Daily Dish of Dominey Design
{  May 23, 2007  }

How to install IE 7 and keep IE 6

As every web developer knows (or should know), testing your work across all major web browsers is part of doing business. My own setup is primarily on OS X using Safari and Firefox, but I also keep Parallels open running Windows XP and IE 6 to quickly catch problems.

But there's one browser missing -- IE 7. Yeah, it's supposed to be much more in-tune with the rest of the browser world when it comes to supporting web standards, but it's still lagging behind and buggy. Up until Vista was released I could pretty well ignore IE 7, but those days are gone.

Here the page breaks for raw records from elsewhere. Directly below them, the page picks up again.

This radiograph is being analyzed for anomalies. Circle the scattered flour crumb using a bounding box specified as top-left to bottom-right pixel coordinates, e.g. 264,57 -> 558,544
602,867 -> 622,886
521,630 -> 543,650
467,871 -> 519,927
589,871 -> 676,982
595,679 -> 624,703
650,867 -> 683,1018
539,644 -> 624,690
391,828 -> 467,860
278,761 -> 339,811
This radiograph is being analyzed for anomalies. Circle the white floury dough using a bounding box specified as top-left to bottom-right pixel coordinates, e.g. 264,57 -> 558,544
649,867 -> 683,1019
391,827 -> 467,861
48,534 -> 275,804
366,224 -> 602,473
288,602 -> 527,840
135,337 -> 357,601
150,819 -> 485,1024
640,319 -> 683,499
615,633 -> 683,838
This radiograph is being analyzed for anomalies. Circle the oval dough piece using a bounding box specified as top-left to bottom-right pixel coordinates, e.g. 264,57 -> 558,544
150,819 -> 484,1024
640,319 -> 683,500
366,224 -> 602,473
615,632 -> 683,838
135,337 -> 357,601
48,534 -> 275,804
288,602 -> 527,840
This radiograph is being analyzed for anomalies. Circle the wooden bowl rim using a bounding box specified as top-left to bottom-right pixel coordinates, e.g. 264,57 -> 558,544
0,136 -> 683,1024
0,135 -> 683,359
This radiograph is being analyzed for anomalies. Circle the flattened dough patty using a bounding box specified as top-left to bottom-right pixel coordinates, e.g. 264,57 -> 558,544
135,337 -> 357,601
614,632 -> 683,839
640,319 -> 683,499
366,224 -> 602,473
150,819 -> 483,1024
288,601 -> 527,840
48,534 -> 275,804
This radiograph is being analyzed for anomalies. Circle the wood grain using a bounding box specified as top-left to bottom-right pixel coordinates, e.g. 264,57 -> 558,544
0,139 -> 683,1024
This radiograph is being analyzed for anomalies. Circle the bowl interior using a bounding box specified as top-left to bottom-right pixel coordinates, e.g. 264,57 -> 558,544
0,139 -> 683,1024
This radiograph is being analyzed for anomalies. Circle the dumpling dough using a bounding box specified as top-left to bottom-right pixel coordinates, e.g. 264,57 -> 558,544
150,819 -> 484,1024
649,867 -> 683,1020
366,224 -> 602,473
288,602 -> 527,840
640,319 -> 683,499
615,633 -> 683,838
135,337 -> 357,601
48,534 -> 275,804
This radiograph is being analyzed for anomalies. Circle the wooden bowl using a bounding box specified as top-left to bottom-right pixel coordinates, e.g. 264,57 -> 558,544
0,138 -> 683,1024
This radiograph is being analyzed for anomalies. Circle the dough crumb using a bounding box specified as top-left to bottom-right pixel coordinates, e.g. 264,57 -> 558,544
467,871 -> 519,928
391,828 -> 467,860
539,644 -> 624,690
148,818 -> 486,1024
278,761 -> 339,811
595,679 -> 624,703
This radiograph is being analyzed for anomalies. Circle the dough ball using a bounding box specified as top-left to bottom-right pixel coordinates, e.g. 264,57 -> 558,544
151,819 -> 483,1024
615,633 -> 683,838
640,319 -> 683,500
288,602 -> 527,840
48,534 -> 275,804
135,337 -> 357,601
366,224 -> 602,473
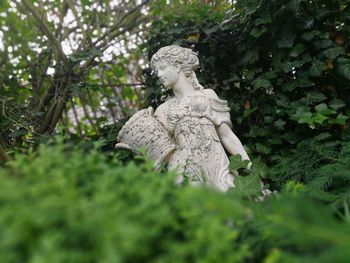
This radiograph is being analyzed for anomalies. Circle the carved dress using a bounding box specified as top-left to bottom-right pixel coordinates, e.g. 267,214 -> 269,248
155,90 -> 234,191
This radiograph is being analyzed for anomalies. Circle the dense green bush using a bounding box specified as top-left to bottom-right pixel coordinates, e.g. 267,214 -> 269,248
145,0 -> 350,164
0,142 -> 350,262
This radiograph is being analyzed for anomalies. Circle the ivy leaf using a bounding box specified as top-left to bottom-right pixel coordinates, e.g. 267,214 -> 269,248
256,143 -> 271,154
9,129 -> 27,138
337,64 -> 350,79
315,103 -> 337,116
287,0 -> 302,13
289,43 -> 305,57
313,112 -> 328,124
323,47 -> 344,59
273,119 -> 286,131
305,90 -> 327,104
277,31 -> 295,48
255,11 -> 272,26
239,50 -> 259,65
229,154 -> 249,171
329,99 -> 345,110
250,27 -> 267,38
253,77 -> 272,90
295,77 -> 315,88
301,30 -> 321,41
309,60 -> 325,77
329,114 -> 349,125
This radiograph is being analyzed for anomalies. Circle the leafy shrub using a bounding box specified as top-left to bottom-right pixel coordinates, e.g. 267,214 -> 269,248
145,0 -> 350,164
0,141 -> 350,262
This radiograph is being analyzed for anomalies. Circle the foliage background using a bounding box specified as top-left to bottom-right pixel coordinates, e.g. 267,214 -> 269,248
0,0 -> 350,262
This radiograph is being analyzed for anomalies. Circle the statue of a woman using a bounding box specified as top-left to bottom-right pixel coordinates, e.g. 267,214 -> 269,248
119,45 -> 249,191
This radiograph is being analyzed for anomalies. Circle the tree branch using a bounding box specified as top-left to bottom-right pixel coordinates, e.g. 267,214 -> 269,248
17,0 -> 70,69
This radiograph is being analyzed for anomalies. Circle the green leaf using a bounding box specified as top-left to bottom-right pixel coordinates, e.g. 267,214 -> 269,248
281,61 -> 294,73
234,175 -> 261,196
314,39 -> 334,49
302,90 -> 327,104
229,154 -> 250,171
312,112 -> 328,124
255,143 -> 271,154
9,129 -> 27,138
295,77 -> 315,88
255,11 -> 272,26
329,114 -> 349,125
315,103 -> 337,116
277,31 -> 295,48
323,47 -> 344,59
287,0 -> 303,13
329,99 -> 346,110
337,64 -> 350,80
289,43 -> 305,57
239,50 -> 259,65
273,119 -> 286,131
250,27 -> 267,38
309,60 -> 325,77
301,30 -> 321,41
253,77 -> 272,90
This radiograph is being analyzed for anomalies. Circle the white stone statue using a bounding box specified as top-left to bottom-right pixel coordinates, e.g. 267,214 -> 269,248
117,45 -> 251,191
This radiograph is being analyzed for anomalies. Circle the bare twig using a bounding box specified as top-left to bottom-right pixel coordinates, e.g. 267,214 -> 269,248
18,0 -> 70,69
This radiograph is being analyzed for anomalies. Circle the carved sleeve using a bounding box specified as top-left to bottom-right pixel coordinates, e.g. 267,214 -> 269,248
207,99 -> 232,128
154,103 -> 169,131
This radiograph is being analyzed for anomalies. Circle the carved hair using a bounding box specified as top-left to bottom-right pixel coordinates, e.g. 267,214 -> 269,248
151,45 -> 203,90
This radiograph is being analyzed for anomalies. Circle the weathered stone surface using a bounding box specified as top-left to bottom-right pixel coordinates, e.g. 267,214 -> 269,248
117,45 -> 249,191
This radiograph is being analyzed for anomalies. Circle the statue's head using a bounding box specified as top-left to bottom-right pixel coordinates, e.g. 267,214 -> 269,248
151,45 -> 203,89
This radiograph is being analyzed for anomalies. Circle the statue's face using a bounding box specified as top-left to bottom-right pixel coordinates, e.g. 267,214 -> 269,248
155,60 -> 180,88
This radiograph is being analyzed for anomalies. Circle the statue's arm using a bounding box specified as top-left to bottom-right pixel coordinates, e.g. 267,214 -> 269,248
216,123 -> 250,161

So...just install IE 7 in XP and everything will be fine, right? Wrong. Installing IE 7 deletes IE 6, which is still the dominant Windows browser to test against. I could install a second build of XP as a separate virtual machine in Parallels, but thanks to Microsoft's draconian activation scheme, that won't work. Buy Vista? I could, but come on. Plunk down nearly two hundred bucks just to use IE 7? There has to be a better way.

Thankfully, there is. Like the old days of evolt.org's browser archive, enterprising developers have built a standalone installer for old versions of IE. Here's how it works -- you install IE 7 through Windows Update, which will remove IE 6 from XP. You then download and run the aforementioned installer, and choose what version of IE you want to bring back to life -- IE 6, IE 5.5, IE 5 and/or IE 4. I went ahead and installed them all.

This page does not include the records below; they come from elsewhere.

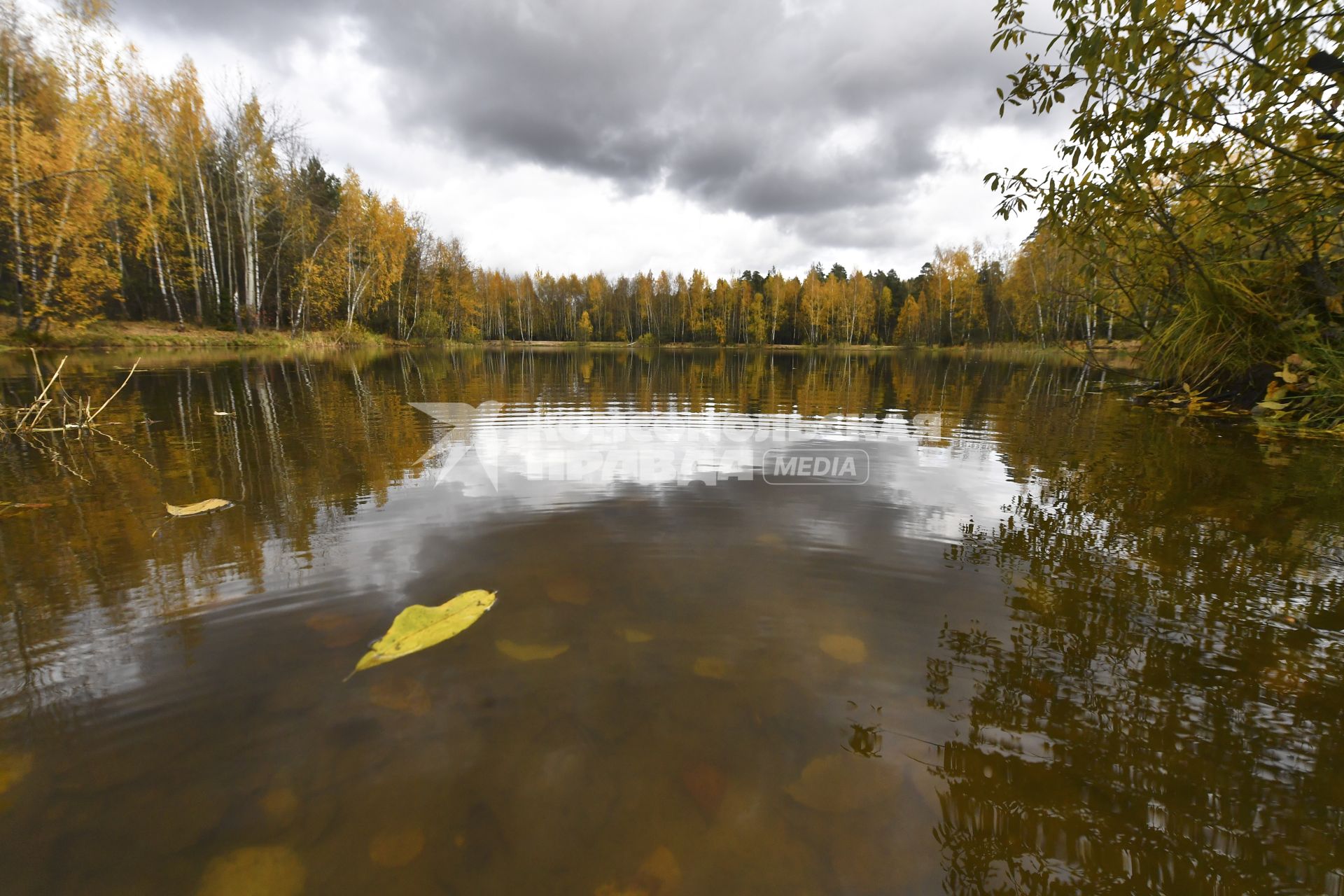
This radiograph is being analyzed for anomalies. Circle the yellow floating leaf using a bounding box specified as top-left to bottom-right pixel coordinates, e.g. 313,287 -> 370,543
345,589 -> 495,680
821,634 -> 868,662
495,640 -> 570,662
368,678 -> 430,716
691,657 -> 729,678
196,846 -> 308,896
368,827 -> 425,868
785,752 -> 900,813
0,751 -> 32,794
164,498 -> 234,516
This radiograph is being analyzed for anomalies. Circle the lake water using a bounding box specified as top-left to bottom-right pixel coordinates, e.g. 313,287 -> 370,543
0,349 -> 1344,896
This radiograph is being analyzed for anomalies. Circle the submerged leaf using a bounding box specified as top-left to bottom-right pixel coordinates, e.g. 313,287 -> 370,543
691,657 -> 729,678
594,846 -> 681,896
196,846 -> 308,896
495,640 -> 570,662
164,498 -> 234,516
368,678 -> 430,716
0,750 -> 32,794
346,589 -> 495,680
368,827 -> 425,868
260,786 -> 298,818
681,762 -> 729,821
304,611 -> 365,648
785,752 -> 900,813
821,634 -> 868,662
546,576 -> 593,607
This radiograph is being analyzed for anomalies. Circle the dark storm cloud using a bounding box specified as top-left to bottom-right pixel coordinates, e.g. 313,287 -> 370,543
121,0 -> 1011,244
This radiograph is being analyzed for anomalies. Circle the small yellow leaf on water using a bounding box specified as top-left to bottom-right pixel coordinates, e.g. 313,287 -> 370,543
164,498 -> 234,516
368,827 -> 425,868
821,634 -> 868,662
0,751 -> 32,794
345,589 -> 495,680
196,846 -> 308,896
368,678 -> 430,716
495,640 -> 570,662
691,657 -> 729,678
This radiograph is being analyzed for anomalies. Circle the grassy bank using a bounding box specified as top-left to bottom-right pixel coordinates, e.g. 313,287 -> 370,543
0,317 -> 396,351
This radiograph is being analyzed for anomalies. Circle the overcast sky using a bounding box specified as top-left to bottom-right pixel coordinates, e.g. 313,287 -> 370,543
94,0 -> 1062,276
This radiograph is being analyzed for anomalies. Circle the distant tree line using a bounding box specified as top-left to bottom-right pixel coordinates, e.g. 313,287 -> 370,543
0,3 -> 1144,345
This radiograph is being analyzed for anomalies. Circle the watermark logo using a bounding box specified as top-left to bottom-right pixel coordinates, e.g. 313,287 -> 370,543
412,402 -> 504,490
412,402 -> 892,491
761,446 -> 868,485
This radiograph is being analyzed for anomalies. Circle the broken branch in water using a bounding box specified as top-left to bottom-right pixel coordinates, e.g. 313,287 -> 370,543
0,349 -> 140,433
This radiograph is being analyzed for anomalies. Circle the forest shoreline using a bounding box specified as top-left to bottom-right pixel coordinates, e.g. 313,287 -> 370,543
0,316 -> 1140,367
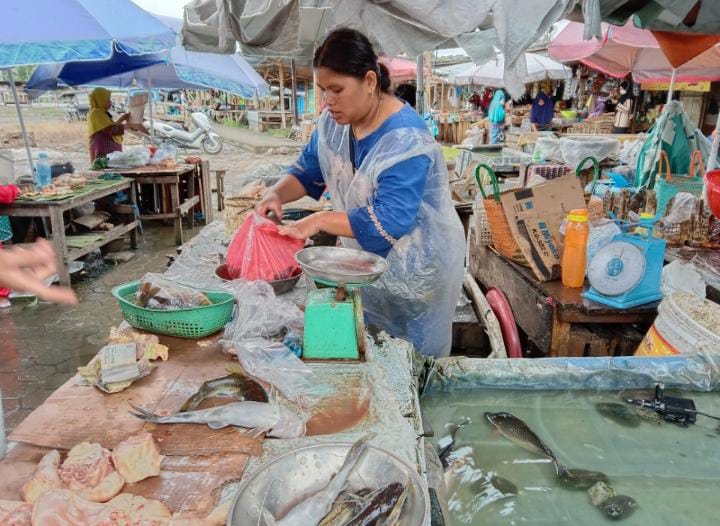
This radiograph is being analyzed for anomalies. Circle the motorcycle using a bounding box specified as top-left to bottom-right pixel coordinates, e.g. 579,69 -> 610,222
143,112 -> 222,155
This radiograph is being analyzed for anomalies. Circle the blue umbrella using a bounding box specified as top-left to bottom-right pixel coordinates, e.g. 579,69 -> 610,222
27,17 -> 268,98
0,0 -> 175,68
0,0 -> 175,170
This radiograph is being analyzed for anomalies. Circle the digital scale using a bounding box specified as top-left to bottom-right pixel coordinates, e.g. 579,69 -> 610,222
583,218 -> 665,309
295,247 -> 387,360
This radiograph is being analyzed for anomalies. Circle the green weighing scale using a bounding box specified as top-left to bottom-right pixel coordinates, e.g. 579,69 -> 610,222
295,247 -> 387,360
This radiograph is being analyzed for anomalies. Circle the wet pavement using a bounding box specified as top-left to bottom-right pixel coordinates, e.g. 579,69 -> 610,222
0,115 -> 297,430
0,225 -> 197,430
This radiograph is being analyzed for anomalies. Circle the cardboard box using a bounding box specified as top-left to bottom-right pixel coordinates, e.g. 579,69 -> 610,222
500,175 -> 586,281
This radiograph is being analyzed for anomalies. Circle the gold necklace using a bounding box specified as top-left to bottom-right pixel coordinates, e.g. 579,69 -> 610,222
353,95 -> 384,135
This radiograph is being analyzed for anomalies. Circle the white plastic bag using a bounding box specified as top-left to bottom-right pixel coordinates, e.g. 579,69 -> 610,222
660,260 -> 707,299
223,338 -> 333,407
223,280 -> 304,342
107,147 -> 150,169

The result? Five flavors of IE in XP, each running side by side without any code overlap or problems so far as I can see.

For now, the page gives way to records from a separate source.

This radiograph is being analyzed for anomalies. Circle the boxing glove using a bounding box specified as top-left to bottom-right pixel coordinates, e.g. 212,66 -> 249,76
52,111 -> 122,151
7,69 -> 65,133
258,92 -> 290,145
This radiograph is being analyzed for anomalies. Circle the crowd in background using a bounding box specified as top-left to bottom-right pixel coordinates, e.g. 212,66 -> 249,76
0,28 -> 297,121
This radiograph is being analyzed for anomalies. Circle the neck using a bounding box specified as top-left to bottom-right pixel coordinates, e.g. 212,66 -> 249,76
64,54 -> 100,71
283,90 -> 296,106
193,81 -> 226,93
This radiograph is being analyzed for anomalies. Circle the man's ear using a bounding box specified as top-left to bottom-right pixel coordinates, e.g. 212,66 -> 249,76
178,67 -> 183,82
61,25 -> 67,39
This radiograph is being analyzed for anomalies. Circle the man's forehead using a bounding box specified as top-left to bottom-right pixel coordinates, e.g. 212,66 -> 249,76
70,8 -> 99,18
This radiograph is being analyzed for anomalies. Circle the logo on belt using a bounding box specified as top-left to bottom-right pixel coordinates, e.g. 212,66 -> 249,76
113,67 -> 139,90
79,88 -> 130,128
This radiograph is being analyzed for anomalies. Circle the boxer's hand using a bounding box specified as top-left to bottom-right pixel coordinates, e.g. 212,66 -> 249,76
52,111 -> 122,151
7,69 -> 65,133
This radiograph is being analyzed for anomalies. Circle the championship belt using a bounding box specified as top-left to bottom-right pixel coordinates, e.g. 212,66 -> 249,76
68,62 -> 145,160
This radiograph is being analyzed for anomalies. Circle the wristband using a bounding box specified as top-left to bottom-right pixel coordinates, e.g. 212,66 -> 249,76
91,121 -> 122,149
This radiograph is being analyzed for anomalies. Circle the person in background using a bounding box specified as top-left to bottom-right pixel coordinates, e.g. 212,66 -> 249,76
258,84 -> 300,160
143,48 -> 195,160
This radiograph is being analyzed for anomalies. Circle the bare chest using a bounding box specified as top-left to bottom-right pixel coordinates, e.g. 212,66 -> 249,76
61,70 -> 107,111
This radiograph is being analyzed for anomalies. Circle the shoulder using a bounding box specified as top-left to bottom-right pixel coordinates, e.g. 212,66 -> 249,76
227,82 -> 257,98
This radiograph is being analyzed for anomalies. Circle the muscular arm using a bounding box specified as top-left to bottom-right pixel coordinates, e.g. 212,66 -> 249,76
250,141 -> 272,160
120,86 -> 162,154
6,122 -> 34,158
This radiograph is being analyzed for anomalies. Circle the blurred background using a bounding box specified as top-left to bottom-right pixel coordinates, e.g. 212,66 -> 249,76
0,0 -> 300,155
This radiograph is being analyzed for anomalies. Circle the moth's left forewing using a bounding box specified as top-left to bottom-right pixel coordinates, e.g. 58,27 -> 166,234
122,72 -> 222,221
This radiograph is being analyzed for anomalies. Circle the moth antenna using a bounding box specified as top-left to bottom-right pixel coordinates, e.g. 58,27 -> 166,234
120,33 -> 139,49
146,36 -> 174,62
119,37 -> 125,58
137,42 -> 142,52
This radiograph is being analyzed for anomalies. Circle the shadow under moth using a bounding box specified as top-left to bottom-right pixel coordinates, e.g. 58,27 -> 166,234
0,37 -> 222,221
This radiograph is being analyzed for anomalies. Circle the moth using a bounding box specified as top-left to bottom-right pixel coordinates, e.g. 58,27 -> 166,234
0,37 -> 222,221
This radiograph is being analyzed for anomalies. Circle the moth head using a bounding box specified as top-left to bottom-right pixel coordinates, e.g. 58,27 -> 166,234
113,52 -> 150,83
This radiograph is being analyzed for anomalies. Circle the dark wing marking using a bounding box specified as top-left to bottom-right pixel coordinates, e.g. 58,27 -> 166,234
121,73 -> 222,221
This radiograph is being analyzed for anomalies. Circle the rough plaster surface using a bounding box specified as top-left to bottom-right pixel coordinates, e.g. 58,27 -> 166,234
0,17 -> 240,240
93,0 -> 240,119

Update: Looks like you can use the same XP license with more than one virtual machine in Parallels, though you may be breaking the license agreement (of XP) in doing so. Anyway, all you need to do is clone your existing XP virtual machine, startup the duplicate, and update it with IE 7. Personally, I'd rather keep just one virtual machine running, and not risk the chance of Microsoft crippling / de-authenticating XP, but the clone option seems to work well for some.